Die Jugendlichen in der Diskussion mit Ministerpräsident Ramelow und Staatssekretär Silberhorn. Foto: Inga Glökler

„Liebe.“

Am Ende ihres Auftritts stimmt Ze Brisa noch einmal harmonischere Töne an. Sie gibt der Liebe eine Chance. Nachdem sie zuvor von ihren Erlebnissen mit Flüchtlingen in ihrer Rolle als Deutschlehrerin erzählte, rät sie dem Publikum nun: „Umarmt mehr Leute, lacht die Menschheit an. Und dann wird der Abgang des Ganzen vielleicht süßer als der bisherige, bittere Beigeschmack.“ Um Menschen zu umarmen muss man auf sie zugehen. Dieses aufeinander Zugehen war auch in Jena ein großes Thema. Die beiden Politiker plädieren sichtlich emotional ergriffen dafür, Flüchtlinge kennenzulernen und sich über die Zahlen und Daten zu informieren.

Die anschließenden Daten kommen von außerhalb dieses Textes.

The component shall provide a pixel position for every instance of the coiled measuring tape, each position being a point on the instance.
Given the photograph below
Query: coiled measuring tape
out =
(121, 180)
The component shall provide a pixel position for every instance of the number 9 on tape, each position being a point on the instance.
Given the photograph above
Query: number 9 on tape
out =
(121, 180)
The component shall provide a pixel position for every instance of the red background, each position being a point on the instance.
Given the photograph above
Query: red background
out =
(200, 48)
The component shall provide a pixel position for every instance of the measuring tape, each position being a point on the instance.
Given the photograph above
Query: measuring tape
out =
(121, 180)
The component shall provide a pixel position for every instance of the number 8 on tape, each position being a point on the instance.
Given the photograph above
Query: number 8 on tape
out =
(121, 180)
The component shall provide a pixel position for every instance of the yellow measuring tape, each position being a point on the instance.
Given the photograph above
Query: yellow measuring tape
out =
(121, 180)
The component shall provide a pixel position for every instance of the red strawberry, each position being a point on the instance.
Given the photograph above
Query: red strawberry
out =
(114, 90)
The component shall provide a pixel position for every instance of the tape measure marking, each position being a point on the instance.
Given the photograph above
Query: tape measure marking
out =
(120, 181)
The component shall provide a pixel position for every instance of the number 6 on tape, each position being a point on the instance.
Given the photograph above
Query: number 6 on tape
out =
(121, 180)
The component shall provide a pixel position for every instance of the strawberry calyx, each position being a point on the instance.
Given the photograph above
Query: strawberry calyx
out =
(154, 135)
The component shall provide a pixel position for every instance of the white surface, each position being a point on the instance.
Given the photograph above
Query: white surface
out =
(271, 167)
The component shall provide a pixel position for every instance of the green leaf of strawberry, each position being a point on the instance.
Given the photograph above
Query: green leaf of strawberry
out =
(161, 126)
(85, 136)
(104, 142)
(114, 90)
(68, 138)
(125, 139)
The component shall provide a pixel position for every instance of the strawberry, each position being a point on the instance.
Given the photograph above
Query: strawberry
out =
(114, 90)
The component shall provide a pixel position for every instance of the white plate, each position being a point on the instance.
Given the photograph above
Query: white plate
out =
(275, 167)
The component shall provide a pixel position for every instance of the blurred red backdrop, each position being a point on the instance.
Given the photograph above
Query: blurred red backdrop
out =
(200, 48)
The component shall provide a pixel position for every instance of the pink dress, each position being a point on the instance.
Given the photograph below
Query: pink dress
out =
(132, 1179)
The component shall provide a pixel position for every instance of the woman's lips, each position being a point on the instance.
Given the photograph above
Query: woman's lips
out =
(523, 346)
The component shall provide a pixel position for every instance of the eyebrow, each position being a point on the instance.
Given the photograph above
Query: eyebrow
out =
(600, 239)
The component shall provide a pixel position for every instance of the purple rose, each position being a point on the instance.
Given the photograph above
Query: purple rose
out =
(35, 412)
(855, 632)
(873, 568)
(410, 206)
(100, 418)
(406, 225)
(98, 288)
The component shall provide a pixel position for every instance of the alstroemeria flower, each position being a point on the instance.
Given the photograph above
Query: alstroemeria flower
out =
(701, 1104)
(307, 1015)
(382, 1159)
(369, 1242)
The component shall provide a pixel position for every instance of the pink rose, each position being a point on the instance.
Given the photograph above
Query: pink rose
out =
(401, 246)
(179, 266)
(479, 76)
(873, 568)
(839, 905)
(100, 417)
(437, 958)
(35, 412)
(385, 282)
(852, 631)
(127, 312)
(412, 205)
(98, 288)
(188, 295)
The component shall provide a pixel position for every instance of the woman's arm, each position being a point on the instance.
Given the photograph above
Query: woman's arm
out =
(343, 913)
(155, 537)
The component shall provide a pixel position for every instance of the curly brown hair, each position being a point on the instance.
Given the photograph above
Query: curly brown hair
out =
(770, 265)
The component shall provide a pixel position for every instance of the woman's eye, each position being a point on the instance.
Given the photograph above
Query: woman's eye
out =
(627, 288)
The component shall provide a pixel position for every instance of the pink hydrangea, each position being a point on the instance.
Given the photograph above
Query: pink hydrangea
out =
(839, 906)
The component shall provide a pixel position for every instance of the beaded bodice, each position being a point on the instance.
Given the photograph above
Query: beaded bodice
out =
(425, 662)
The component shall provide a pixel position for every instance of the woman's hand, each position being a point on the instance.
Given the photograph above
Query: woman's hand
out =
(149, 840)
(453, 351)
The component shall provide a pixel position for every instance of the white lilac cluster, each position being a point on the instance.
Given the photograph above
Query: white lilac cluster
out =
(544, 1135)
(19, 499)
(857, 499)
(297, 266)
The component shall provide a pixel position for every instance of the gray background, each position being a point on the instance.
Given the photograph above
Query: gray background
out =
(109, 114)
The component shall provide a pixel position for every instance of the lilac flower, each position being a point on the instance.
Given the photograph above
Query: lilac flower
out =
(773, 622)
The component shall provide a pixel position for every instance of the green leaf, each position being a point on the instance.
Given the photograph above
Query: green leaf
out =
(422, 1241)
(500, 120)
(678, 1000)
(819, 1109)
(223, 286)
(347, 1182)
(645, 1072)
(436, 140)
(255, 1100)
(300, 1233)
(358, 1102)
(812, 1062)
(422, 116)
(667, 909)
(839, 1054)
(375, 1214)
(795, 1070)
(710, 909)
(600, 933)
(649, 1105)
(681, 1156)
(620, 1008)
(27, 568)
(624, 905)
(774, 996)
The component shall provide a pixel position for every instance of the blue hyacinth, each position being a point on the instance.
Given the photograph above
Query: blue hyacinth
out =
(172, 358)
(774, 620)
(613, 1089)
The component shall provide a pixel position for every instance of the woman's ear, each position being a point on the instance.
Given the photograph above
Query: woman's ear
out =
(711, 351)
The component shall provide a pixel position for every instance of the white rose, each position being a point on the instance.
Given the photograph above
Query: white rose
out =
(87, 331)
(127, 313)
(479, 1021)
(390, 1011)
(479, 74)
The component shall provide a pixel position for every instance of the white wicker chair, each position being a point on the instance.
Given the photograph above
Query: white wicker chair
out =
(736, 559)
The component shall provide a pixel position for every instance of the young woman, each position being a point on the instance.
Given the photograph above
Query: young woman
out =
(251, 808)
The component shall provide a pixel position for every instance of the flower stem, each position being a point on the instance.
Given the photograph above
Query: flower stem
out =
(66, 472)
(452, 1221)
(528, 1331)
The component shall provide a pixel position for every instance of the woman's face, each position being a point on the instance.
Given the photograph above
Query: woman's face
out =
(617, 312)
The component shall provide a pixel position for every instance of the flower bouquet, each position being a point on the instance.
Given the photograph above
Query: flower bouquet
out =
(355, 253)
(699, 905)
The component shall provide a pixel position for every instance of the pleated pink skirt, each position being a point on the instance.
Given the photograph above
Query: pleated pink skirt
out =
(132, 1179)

Es sei unerträglich, welche Hassparolen verbreitet werden ohne sich mit dem Schicksal der Geflüchteten auseinander gesetzt zu haben. Bodo Ramelow ist sich sicher, diese Aufgabe kann der Freistaat Thüringen nicht dirigieren. Eine Umarmung, ein Schritt aufeinander zu beginnt im Kleinen, bei jedem einzelnen, in der Schule oder in der Nachbarschaft.

Grenzkontrolle

Davon, wie sie die Globalisierung im Kleinen erlebte und wie sie sich die Vernetzung heute vorstellt erzählt die Jenaerin Elli Linn. Ihr gereimter Text nimmt die Zuhörer*innen zunächst mit in ihre Kindheit nach Brandenburg. Erste Station: Grenzkontrolle an der deutsch-polnischen Grenze nach einem ihrer zahlreichen Einkäufe auf dem ‚Polenmarkt‘. Im Gepäck: „Die Schildkröte aus Griechenland mit deutschem Namen Otto.“ Auch in vielen anderen Texten berichtet Elli Linn von ihren Erlebnissen auf dem Polenmarkt, sehr früh kam sie dort in Berührung mit internationalem Handel. Als Kind fiel es ihr trotzdem schwer zu verstehen, was ihr Vater meinte, wenn er von der Globalisierung sprach. „Jede Erklärung war Fremdwortgesang und so ist es auch noch heute.“ Sie versucht es mit der Definition von Wikipedia, sucht Beispiele aus ihrem Alltag und vermag es doch nicht, eine zufriedenstellende Antwort zu finden. Am Ende zeichnet sie ein Bild von einer Erdkugel, über die eine Spinne läuft und kontinuierlich ihre Netze spinnt. „Aus einem kleinen Faden spinnt sie ihre Netze und ich denke wie entsetzlich verletzlich sind ihre Netze.“ Um Kindern schon früh einen Zugang zu diesem komplexen Thema zu ermöglichen, fordern die Jugendlichen aus Jena Nachhaltigkeitsbildung bereits in den Grundschulen.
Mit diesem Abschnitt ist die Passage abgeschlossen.